More plan sponsors seeking to keep participant assets in plan after retirement
PIMCO's recent 15th annual defined contribution consulting survey also finds 401(k) plans pivoting to solutions for retirement income.
An emerging trend in 401(k) plans is a growing interest on the part of plan sponsors in keeping participant assets in plan even after participants retire. That’s according to PIMCO’s recent 15th annual defined contribution consulting survey. Three-fourths of responding plan sponsors said they prefer to keep participant assets in plan after participants enter retirement, up from less than half in 2015.
For plans seeking to hold onto such assets, the most popular plan consultant recommendations included allowing flexibility in income distribution, adding retirement education/tools and communicating the value of staying in plan.
“[I]t is clear that plan sponsors are changing how they view 401(k)s from what historically had been a vehicle for savings to one that will generate income for participants,” said Rene Martel, head of retirement for PIMCO, a fixed-income investment manager.
Among the other findings:
Target-date funds: Target-date funds remain the most recommended Qualified Default Investment Alternative, with all consultants and advisors surveyed ranking it their number one choice.

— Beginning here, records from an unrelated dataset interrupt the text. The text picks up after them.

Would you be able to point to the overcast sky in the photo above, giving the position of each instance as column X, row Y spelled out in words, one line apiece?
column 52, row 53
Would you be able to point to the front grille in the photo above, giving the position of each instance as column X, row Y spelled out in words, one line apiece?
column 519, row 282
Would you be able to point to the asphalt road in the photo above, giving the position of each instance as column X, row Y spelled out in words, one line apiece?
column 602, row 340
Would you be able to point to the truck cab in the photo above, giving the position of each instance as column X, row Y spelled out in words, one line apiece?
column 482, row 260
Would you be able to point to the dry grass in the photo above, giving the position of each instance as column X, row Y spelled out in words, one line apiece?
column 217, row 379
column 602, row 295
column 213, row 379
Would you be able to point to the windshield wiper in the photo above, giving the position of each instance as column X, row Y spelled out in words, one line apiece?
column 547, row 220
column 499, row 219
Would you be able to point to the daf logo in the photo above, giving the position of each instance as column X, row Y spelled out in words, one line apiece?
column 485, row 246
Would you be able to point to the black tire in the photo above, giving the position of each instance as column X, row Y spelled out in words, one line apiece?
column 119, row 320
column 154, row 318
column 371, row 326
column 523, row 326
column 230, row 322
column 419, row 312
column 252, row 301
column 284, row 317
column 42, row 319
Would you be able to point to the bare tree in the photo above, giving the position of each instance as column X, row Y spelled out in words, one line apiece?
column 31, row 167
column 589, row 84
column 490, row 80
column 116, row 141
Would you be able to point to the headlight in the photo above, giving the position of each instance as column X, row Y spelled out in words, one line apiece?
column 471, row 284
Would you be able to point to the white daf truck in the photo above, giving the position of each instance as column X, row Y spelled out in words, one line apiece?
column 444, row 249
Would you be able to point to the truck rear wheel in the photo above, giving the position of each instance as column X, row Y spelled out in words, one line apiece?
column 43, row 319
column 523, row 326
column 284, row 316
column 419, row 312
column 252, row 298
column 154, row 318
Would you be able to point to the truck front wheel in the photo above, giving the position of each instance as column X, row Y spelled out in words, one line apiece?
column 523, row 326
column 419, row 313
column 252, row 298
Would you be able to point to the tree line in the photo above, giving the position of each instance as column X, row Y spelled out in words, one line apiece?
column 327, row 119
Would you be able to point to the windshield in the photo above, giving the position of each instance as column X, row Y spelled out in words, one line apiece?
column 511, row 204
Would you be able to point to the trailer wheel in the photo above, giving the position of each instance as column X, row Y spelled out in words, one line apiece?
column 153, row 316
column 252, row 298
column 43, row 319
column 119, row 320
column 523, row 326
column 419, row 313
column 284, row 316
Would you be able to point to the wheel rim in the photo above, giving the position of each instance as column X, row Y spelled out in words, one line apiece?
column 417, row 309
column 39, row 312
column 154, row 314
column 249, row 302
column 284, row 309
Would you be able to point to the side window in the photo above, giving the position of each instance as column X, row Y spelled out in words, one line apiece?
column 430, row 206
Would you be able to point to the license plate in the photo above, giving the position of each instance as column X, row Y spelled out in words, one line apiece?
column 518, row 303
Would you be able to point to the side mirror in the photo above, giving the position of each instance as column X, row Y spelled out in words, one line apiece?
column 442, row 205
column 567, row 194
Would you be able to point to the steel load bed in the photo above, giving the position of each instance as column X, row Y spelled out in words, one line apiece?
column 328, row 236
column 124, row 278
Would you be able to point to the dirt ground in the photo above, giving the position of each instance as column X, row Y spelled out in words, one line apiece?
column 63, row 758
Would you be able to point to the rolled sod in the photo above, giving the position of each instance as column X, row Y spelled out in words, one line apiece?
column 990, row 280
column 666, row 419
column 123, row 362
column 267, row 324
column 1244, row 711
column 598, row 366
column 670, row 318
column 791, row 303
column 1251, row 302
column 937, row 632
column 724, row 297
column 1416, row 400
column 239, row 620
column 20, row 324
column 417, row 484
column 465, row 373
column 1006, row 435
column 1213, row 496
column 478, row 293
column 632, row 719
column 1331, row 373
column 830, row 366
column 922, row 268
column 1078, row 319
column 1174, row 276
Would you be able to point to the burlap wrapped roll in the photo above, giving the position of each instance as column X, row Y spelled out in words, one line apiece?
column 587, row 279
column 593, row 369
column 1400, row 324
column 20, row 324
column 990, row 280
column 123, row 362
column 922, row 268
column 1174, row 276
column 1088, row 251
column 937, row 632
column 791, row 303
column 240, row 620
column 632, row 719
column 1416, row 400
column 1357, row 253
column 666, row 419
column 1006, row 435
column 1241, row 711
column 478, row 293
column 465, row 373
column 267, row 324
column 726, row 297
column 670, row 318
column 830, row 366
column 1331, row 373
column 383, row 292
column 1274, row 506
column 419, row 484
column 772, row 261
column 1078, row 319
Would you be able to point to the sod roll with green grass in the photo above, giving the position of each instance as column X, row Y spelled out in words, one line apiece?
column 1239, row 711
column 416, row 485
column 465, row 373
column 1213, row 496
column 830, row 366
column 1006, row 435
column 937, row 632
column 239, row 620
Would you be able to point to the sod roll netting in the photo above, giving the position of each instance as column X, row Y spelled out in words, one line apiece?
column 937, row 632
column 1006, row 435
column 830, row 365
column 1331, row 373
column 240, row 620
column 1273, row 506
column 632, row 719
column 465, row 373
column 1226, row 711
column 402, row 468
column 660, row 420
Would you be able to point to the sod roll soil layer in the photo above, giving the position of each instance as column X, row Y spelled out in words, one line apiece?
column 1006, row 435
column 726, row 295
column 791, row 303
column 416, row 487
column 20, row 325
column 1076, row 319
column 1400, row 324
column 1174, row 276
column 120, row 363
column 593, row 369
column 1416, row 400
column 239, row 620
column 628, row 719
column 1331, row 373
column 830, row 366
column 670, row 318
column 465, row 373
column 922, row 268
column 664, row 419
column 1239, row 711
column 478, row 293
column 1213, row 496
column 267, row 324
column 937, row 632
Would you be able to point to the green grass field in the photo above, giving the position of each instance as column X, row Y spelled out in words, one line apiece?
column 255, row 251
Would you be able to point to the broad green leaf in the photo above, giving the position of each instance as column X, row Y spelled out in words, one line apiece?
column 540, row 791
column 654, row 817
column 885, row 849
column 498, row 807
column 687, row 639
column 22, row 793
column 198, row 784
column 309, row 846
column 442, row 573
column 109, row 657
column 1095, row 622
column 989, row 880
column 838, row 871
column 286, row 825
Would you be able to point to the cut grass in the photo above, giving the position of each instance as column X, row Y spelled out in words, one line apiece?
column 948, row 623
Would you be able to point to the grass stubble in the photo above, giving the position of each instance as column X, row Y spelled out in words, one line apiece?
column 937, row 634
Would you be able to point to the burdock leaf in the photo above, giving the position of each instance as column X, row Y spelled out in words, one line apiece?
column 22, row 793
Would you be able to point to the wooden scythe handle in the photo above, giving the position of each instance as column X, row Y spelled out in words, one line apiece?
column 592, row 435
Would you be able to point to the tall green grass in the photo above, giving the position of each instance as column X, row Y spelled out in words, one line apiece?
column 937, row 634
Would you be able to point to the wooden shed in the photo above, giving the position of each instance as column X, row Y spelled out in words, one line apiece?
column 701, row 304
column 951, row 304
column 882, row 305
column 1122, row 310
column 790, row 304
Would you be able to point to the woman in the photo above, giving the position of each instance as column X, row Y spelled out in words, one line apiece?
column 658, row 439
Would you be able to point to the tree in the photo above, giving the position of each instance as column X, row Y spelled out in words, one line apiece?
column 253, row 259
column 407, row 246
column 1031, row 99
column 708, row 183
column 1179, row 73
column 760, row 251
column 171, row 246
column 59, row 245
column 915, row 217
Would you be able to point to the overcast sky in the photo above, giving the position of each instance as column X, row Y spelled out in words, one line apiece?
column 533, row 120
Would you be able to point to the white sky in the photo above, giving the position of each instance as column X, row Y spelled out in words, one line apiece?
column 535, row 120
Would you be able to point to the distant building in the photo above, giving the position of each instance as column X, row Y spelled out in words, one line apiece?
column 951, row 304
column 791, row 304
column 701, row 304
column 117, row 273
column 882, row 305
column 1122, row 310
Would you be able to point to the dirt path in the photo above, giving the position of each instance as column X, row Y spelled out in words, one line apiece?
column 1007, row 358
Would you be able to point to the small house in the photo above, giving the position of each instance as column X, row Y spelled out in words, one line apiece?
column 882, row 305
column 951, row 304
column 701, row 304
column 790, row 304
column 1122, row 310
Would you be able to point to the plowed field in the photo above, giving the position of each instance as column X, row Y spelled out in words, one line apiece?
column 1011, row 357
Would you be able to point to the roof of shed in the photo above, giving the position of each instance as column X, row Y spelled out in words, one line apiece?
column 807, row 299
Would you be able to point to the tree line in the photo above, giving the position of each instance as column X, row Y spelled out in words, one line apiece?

More than two-thirds of institutional consultants said reviewing TDFs was a top priority, indicating they are keeping a close eye on fees and performance.
Active and passive management: The majority of consultants recommend a blend of actively managed and passive funds for core investments, with more than 90 percent preferring an active-passive blend for equities and 87 percent favoring all-active for capital preservation.
Of the survey respondents, 67 percent preferred an active/passive blend in fixed income, with the others favoring all-active.
ESG investment options: Interest in ESG investment options continues to grow, with more than half of consultants already or planning to recommend sustainable options. However, 54 percent of those surveyed said they needed to have greater regulatory/legal comfort before implementing an ESG solution.
PIMCO surveyed 47 consultants and advisory firms that serve more than 33,000 clients with $6.7 trillion in total assets in defined contribution plans as part of the firm’s effort to capture the breadth of views in the industry as well as services available amid rapidly changing demographics of plan participants. Published results were based on responses from firms with more than $10 billion in DC assets under management.
“The survey’s findings reflect the ongoing changes in defined contribution — a pivot to solutions for retirement income, best practices for default fund/target date funds and evaluation of ESG products — and provide invaluable insights for sponsors and consultants who want to best serve end investors,” said Julie Meggers, PIMCO’s global head of consultant relations.